Filming the Invisible: Faith in Dreyer, Love in Borzage
To screen La Passion de Jeanne d’Arc (The Passion of Joan of Arc, 1928), directed by Carl Theodor Dreyer, and 7th Heaven (1927), directed by Frank Borzage, is to return to a defining moment in film history: the final years of silent cinema, when the filmic medium had reached a remarkable level of expressive power and could sustain works of great emotional and human intensity through images, faces, light, editing, and live music. Both films belong to this moment of maturity and are now widely regarded as masterpieces of cinema.
Although at first glance they may seem very different — one tells the story of the trial and martyrdom of a saint; the other, the love story of two humble people in Paris during the First World War — the two films share something essential: both works attempt to film the invisible. Dreyer films faith. Borzage films love. At heart, in these films, faith and love appear as the same inner force, capable of sustaining people in the face of suffering, injustice, and war.
In both films, the true drama unfolds not so much in external events as in the inner lives of the characters, and those inner lives are reflected in faces. Dreyer pushes the close-up to an unprecedented extreme: Renée Falconetti’s face fills the screen like a landscape. The actress, who at 35 played a nineteen-year-old Joan, gave what many consider one of the greatest performances in the history of cinema; remarkably, she never appeared in another film. We do not simply watch a woman being judged; we feel her fear, her solitude, her resistance, and her firmness in every look and gesture. Dreyer’s film is based closely on the original records of the 1431 trial of Joan of Arc, and it condenses months of interrogation into a single dramatic day of intense confrontation between Joan’s unshakeable faith and the institutional power that judges her for heresy. Over time, the film has become a landmark in the history of cinema, and Falconetti’s face one of film history’s most enduring images.

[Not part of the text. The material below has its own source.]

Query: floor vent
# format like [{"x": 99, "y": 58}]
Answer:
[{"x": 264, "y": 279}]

Borzage does something similar to Dreyer, though in a more luminous and apparently simpler way. In 7th Heaven, the faces of Janet Gaynor and Charles Farrell are filmed with extraordinary delicacy. The small attic where the two protagonists live, reached by an endless staircase, becomes their “seventh heaven”: a place outside the world, suspended above misery, violence, and later, war. Borzage does not present love as a simple romantic feeling, but rather as a force capable of protecting, saving, and keeping people together even when everything seems to separate them. The film was one of the great critical and commercial successes of its time and received several of the first Academy Awards: Janet Gaynor received the first-ever Academy Award for Best Actress for her work in 7th Heaven, together with F. W. Murnau’s Sunrise: A Song of Two Humans (1927) and Street Angel (1928, also directed by Frank Borzage), and Borzage himself received the Academy Award for Best Director.
Both La Passion and 7th Heaven, at heart, are about suffering and elevation. Joan of Arc is humiliated, interrogated, condemned, and finally executed, yet the more she suffers, the firmer and more serene she becomes. Chico and Diane, who form the couple in 7th Heaven, live in poverty; the war separates them, everything conspires against them, yet their love keeps them above their fate. In both films, faith and love appear as forces capable of helping human beings transcend pain.
To see these films today, almost one hundred years after their releases, and to experience them with live piano accompaniment, allows us to approach them in a way very close to how they were originally shown. In the years of silent cinema, music was an essential part of a screening and accompanied the film from beginning to end, marking the rhythm and underscoring the emotion and atmosphere of the images. On this occasion, the pianist and composer Filipe Raposo, a leading European specialist in silent film accompaniment, once again provides live musical performance, as he has done in past editions of Play-Doc.
The Church of Santo Domingo, declared a National Monument in 1931 and today listed as a Site of Cultural Interest, is one of the most emblematic historic spaces in the city of Tui. Its history, its architecture, and its singular acoustic qualities make this place an especially meaningful setting for a screening of this kind. In this environment, live music and the images of silent cinema find a space different from that of a conventional theatre, and the screening acquires a special dimension that keeps with the tone of these films, one in which suffering, faith, love, and hope are presented as experiences of transformation and human elevation.
This event marks a truly extraordinary and unrepeatable occasion to rediscover these two masterworks of silent cinema.
Filipe Raposo is a pianist, composer, and arranger. Trained in Lisbon and Stockholm, he has worked with international orchestras and performed on renowned stages such as Bozar, São Paulo, and the Gulbenkian Foundation. His work for film, theatre, and opera has earned him numerous accolades, including the Sophia Award for Best Original Song and Best Original Score at the Coimbra Film Festival for Refrigerantes e Canções de Amor, and more recently, the Best Original Score Award at the Málaga Film Festival for Lo que queda de ti.
Among his most recent recordings are The Art of Song Vol. 2: Between Sacred and Profane (2023), O Primo Basílio(2024), and Variações do Brancø Vol. 3 (2025).